Scott Hilderbrand, a chemist at Massachusetts General Hospital's Center for Molecular Imaging Research, is also developing targeted fluorescent probes. He notes that the individual pieces of the technique developed by Tsien's team have been shown to work by other researchers, "but to be able to do this with one agent is one of the more major advances of this approach."

The researchers hope they may be able to add yet another feature to their molecule. "We'd love to think that with this fluorescence we've gotten 100 percent of the cells, but that's not the case," says surgeon Quyen Nguyen, one of the papers' first authors. She says they're working to attach a third branch to the molecule, one that becomes toxic in the presence of bright light. "At the end of the surgery, you could shine a bright light that targets the fluorescent molecule and makes it phototoxic. That way, I can kill the residual cells," Nguyen says.
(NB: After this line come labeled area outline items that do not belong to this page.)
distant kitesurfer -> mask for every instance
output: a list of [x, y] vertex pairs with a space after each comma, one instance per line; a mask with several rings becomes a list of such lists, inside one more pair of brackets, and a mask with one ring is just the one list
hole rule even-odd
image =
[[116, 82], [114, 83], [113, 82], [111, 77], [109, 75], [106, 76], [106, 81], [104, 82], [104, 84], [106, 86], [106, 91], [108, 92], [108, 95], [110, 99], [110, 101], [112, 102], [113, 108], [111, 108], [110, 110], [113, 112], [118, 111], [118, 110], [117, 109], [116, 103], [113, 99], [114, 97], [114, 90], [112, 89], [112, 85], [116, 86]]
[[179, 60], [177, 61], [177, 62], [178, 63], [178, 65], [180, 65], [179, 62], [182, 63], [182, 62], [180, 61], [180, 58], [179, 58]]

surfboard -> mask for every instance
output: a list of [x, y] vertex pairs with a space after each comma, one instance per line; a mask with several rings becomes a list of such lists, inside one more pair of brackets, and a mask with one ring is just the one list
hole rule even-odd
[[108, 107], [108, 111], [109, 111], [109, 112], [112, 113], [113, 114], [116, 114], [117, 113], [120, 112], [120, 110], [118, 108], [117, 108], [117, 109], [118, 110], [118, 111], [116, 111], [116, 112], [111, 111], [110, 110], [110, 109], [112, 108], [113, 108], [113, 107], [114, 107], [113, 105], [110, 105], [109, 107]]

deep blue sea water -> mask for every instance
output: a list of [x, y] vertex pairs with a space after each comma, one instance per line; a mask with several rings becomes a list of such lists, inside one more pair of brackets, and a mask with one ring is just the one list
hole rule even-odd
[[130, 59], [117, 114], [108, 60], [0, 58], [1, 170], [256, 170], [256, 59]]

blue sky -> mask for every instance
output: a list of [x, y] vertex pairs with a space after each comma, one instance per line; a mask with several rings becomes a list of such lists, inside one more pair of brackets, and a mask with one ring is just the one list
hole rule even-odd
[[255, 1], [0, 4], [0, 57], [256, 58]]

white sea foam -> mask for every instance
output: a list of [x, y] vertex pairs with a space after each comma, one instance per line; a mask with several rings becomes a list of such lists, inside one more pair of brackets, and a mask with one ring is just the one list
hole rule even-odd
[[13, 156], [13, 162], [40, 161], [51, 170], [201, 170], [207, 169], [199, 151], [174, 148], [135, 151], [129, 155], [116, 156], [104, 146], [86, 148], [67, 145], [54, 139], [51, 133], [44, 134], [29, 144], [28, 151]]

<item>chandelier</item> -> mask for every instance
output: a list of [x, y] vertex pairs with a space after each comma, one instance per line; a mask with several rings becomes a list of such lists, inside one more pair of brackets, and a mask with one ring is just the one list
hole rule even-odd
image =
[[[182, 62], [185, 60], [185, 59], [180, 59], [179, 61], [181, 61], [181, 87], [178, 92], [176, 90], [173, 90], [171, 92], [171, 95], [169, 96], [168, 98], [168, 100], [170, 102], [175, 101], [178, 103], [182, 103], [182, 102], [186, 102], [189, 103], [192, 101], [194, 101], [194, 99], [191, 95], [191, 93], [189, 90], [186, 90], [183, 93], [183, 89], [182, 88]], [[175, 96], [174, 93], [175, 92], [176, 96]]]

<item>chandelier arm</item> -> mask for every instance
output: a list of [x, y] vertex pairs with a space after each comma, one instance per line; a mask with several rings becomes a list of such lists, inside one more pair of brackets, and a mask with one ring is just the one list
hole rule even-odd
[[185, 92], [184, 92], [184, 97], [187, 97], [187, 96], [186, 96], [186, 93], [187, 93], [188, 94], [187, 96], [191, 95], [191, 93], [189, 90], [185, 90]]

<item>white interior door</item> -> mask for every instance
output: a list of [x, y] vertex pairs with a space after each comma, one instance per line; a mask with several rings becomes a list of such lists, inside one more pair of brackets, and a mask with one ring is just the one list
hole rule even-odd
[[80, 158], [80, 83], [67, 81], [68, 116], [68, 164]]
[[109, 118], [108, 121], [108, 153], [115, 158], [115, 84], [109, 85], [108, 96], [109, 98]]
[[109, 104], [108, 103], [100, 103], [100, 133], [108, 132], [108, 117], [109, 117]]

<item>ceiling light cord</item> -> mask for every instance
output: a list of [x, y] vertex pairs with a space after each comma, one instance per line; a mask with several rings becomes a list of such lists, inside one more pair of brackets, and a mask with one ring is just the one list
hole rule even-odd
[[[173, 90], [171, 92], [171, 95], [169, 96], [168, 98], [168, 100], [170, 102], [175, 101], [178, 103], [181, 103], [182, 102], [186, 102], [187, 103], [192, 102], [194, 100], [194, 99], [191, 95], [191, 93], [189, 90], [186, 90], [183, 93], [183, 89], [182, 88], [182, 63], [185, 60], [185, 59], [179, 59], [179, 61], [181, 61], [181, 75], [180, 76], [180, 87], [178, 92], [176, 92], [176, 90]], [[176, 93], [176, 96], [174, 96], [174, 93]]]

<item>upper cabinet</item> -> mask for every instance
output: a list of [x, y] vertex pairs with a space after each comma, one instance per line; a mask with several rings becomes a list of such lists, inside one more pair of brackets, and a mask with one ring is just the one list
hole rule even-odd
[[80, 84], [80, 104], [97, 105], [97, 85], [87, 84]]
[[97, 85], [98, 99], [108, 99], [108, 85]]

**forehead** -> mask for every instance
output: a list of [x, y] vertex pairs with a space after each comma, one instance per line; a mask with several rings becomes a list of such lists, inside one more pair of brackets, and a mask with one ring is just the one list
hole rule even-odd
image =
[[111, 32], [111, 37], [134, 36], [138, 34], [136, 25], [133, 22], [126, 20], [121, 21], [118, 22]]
One of the drawbacks of using MMPs, however, is that they are not expressed in all cancers, and are present in some noncancerous tissues, too, including the liver and in areas of inflammation. "The mice they tested this in have only normal tissue and cancer tissue, but the human body is not so simple" says Hisataka Kobayashi, a molecular imaging specialist at the National Cancer Institute in Bethesda, MA, and another person working on the targeting cancer with fluorescent probes.

That is why the researchers are targeting their probe for use in surgical guidance, where an experienced surgeon can distinguish between cancerous tissue and inflamed areas elsewhere in the body. Nguyen says the same team is working on using the molecule to deliver therapeutics targeted directly to cancer cells, but notes that this is going to be a bit trickier.

The researchers are looking into other potential uses for their molecule, such as lighting up arterial plaques in order to identify ones most at risk of causing a stroke or heart attack. Avelas Biosciences, a new startup based in San Diego, has licensed the probe technology in 2009 and hopes to have something ready for human testing within two to three years.